Kritischer Hitzestand
Hin und wieder zögerte er einige Sekunden, ehe er die hitzesenkenden Hebel am Kessel betätigte. Dabei hämmerte sein Puls an den Schläfen, und Ohrensausen übertönte vorübergehend den Fabriklärm. Natürlich beherrschte er sich und tat seine Pflicht. Wahrscheinlich war auch auf das Sicherheitsventil Verlass. Und darauf wollte er es nicht ankommen lassen. Seinen Vorgänger hatte es fristlos von der Stelle auf die Strasse gepfiffen. Die Klausel, dass dieses Ventil auf keinen Fall pfeifen darf, stand auch in seinem Arbeitsvertrag. So schaltete er es einfach aus.
Weshalb kam ihm hartnäckig immer wieder das Zifferblatt der Kirchuhr von Gschwiler vor die Augen? Vor vielen Jahren lahm gelegt, wies sie immer auf 12 Uhr. Langsam stieg der Druckmesser gegen 20 atü. Das Kontrolllämpchen begann zu flackern. Der Kessel mit dem chemischen Gemisch raunte und vibrierte. Der kritische Hitzestand war erreicht.
Mit seiner verbeulten Botanisierbüchse war er als 16-Jähriger von zu Hause ausgerissen. Seither hat er die Kirche von Gschwiler nur zweimal besucht. Er legte einen Strauss Blumen aufs Grab seiner Eltern. Seine Geschwister schnitten ihn, auch Flora, die ihm die Botanisierbüchse geschenkt hatte.
Nur Anton, der alte Gärtner, hatte ihn nach dem Begräbnis auf den Zug zurückbegleitet. Anton hatte seine Gärtnerei vor einigen Jahren aufgegeben, doch noch nicht verkauft. Geschenkt hätte er sie ihm! „Sie steht leer“, sagte der alte Mann. Als der Zug abrollte rief er ihm nach: „Überlegs dir nochmal!“
Wie lange hatte Anton auf ein Zeichen von ihm geharrt?
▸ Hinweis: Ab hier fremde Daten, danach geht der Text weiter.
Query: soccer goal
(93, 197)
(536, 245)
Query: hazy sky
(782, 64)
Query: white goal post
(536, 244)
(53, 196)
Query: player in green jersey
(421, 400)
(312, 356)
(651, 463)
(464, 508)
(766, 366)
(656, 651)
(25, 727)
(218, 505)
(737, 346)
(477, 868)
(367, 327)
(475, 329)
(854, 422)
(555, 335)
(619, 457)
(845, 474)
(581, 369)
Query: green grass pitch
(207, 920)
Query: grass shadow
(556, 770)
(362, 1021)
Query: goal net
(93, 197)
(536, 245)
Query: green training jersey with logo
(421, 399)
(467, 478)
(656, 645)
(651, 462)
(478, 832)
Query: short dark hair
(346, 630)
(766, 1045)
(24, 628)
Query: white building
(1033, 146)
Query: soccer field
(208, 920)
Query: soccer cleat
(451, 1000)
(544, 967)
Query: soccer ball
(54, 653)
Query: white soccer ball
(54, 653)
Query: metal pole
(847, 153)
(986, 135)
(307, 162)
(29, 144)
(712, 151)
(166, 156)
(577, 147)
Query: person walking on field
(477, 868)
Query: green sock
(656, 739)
Er wusste, dass seine Geschwister inzwischen die Gärtnerei nebenan gekauft und dem väterlichen Baugeschäft angegliedert hatten. Die Steiners vergessen schlecht.
„Das ist Humbug – Gärtnerei kommt nicht in Frage“, hatte damals sein Vater kategorisch entschieden. Er wollte, dass sein ältester Sohn Architekt oder Kaufmann werde. Ein zorniger Mann war sein Vater gewesen. „Dir mach ich Beine“, war das Letzte, das er von seinem Vater gehört hatte, wie er mit dem Fuss die Botanisierbüchse in die Ecke der Küche kickte. Weit weg von Gschwiler fand er seine Stelle in der Fabrik.
„Er war doch so zuverlässig”, meinte der Fabrikdirektor kopfschüttelnd.
„Ein merkwürdiger Kauz ist er dennoch gewesen“, sagte der Chef der Produktion. „Lauter Blumenbücher in seinem Zimmer . . .“ Der Direktor schaute etwas ungehalten auf, denn er selbst sammelte Schmetterlinge. Aber das wollte er seinem Untergebenen nicht unter die Nase reiben. „Das ist unser letzter Kessel ohne automatischen Regler gewesen“, brachte er das Gespräch auf die sachliche Ebene zurück.
In der Lokalzeitung stand bloss vermerkt: „Betriebsexplosion forderte ein Opfer.“ Nicht einmal sein Name wurde erwähnt.